El problema surge cuando la devoción sustituye la fe; cuando es más importante ser católico, que cristiano. Hasta ese momento no habría inconveniente con las devociones, mientras no haya conflicto con nuestra fe básica, cristiana. Las devociones deben contribuir a nuestra fe, no ofuscarla. 
El problema también se da cuando asuntos como este toman el color de una polémica. Entonces, como causado por la misma situación, surgen unas posiciones extremas. “Peca, peca fuertemente,” dijo Lutero, para que se manifieste lo que es la fe. En una situación normal pienso que no lo hubiera dicho. De esa misma manera, pienso, se ha dado la posición calvinista y anabaptista del rechazo total a las devociones populares. En la catedral de Guatemala, por ejemplo, subsisten prácticas propias de los indígenas precolombinos. Un ministro bautista una vez dijo que el diablo estaba allí presente, instigando todo eso.  

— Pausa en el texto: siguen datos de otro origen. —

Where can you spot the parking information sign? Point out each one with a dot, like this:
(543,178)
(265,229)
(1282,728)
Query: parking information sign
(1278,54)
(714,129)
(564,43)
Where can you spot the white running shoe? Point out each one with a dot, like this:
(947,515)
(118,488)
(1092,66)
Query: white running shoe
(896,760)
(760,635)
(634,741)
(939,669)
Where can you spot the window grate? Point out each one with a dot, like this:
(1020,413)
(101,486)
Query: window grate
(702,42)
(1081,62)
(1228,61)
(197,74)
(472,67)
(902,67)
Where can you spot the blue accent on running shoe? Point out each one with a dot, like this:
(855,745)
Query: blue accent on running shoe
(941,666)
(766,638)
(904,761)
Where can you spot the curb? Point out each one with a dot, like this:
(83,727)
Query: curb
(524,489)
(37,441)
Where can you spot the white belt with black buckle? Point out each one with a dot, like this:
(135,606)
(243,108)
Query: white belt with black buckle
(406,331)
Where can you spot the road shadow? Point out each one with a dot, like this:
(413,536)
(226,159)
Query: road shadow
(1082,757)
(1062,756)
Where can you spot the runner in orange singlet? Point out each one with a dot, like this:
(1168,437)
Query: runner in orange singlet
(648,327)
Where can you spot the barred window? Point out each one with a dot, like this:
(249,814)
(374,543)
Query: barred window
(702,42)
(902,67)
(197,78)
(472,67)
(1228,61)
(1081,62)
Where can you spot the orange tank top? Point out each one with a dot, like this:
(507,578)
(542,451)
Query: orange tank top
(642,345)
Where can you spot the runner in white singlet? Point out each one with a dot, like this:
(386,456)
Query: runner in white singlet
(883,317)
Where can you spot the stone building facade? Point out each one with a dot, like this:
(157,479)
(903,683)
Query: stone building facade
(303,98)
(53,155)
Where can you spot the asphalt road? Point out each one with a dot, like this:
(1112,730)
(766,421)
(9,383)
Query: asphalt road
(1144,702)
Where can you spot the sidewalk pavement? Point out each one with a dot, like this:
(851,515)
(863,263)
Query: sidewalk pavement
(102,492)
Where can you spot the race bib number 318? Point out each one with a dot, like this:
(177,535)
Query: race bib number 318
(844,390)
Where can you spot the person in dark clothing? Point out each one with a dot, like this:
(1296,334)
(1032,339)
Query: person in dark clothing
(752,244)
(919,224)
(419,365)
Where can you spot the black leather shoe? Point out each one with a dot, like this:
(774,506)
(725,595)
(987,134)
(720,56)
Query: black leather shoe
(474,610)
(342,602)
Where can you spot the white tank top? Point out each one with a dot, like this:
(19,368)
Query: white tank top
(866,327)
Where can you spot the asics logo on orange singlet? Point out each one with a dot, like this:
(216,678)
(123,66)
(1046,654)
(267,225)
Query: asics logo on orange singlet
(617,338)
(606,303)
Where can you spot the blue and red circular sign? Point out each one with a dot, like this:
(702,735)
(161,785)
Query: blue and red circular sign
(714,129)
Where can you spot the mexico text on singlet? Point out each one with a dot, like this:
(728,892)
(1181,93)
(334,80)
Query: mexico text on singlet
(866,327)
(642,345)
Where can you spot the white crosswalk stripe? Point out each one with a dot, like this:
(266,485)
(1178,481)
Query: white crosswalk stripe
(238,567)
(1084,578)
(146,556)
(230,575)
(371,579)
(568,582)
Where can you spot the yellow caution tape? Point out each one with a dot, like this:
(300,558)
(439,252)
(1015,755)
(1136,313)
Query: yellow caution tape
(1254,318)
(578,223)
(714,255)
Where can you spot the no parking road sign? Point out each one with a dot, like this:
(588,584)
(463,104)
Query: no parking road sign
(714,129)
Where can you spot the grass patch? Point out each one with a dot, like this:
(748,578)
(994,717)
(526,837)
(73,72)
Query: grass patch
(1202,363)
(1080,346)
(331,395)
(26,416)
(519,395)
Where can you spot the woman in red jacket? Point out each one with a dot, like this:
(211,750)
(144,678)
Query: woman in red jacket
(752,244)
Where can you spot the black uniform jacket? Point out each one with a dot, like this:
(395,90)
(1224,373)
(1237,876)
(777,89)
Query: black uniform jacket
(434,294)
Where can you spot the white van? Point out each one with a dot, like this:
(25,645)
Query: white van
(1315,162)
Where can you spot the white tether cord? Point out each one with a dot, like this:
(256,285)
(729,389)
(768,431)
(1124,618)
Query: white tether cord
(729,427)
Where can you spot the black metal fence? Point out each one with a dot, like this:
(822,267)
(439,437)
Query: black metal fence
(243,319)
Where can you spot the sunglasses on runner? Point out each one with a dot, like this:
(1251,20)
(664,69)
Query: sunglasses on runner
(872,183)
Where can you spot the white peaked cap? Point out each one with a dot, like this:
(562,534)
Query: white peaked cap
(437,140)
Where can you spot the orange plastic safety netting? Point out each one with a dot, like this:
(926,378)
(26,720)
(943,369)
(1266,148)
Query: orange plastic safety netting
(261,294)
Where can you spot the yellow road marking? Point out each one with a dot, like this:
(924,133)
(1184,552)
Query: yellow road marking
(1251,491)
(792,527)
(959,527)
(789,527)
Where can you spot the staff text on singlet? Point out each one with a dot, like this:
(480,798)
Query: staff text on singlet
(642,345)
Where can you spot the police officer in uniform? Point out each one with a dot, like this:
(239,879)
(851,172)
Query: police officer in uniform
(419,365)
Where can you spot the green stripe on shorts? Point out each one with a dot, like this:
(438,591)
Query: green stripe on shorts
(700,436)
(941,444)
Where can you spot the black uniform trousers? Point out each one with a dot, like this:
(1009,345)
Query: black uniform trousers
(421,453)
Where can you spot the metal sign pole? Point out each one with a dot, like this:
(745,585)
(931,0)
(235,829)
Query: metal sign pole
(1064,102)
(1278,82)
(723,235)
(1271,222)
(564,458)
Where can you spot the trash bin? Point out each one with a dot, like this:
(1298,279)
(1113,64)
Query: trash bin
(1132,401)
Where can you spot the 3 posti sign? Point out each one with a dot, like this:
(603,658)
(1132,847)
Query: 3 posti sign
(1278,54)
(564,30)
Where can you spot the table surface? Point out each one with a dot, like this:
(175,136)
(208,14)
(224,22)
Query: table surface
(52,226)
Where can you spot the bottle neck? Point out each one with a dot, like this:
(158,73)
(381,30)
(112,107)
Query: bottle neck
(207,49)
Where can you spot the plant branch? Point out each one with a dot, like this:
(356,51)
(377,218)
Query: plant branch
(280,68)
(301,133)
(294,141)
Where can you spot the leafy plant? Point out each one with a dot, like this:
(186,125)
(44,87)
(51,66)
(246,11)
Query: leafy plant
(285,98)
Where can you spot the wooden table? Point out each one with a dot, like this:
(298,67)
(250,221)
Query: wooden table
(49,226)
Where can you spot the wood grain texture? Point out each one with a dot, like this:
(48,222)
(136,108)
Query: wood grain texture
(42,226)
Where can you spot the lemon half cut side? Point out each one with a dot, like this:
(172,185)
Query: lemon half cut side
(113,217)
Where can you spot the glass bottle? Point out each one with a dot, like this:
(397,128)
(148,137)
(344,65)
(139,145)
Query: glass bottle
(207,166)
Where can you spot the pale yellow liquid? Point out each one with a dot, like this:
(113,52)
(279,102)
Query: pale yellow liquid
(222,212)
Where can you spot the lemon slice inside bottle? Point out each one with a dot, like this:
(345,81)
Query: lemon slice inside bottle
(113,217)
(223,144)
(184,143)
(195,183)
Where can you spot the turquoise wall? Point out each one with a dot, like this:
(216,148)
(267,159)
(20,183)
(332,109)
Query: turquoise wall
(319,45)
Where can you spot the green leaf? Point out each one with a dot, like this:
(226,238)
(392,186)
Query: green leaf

No sé si el diablo es el que instiga la ceguera de algunos católicos como los presbíteros que decían misa y adoraban la eucaristía mientras abusaban de los monaguillos; o de los eclesiásticos que trataron como un objeto cualquiera a las mujeres madres de hijos de curas. El cura con ir al confesionario tenía. La mujer, que se las arreglara. Los hijos, no había que pensar en ellos. Algo así sucedió, cuando se atendió a la ley, no a las personas, cuando el Vaticano anunció la anulación del matrimonio de Ted Kennedy. Ethel, su esposa, reaccionó: “¿Me va usted a decir que después de seis hijos y tantos años de matrimonio ahora resulta que nunca estuvimos casados?”
Cristo hubiera reaccionado con “Raza de víboras”, el vituperio contra los fariseos. El pecado de la Santa Sede ha sido muchas veces el pecado de los fariseos: considerar que la ley por sí misma establece lo que es un hombre justo, cristiano. Es como pensar que el hábito hace al monje. El hábito puede expresar la santidad del monje, pero no la garantiza. Esto habría que tenerlo en cuenta al momento de poner los énfasis. 
Las devociones son como el hábito del monje. Ser monje no consiste en vestirse con un hábito. 
De la misma manera, ser católico no consiste en practicar unas devociones. Consiste en ser cristiano de acuerdo a la fe recibida de los apóstoles que encontramos en los evangelios. En época de los apóstoles no hubo adoración del Santísimo. Tampoco hubo celibato del clero como condición inevitable de ser presbítero, u obispo. 
Las devociones que luego han aparecido a través del tiempo son válidas, pero no para sustituir la tradición original, la fe que recibimos expresada en los evangelios. Han surgido como un enriquecimiento de los modos de expresar nuestra experiencia de fe. 

Cuando el Sagrario se interpone y no nos deja tener la verdadera experiencia de fe, de esa fe que nos llega por una tradición que se remonta a los tiempos de los apóstoles es hora de detenernos a pensar sobre este asunto.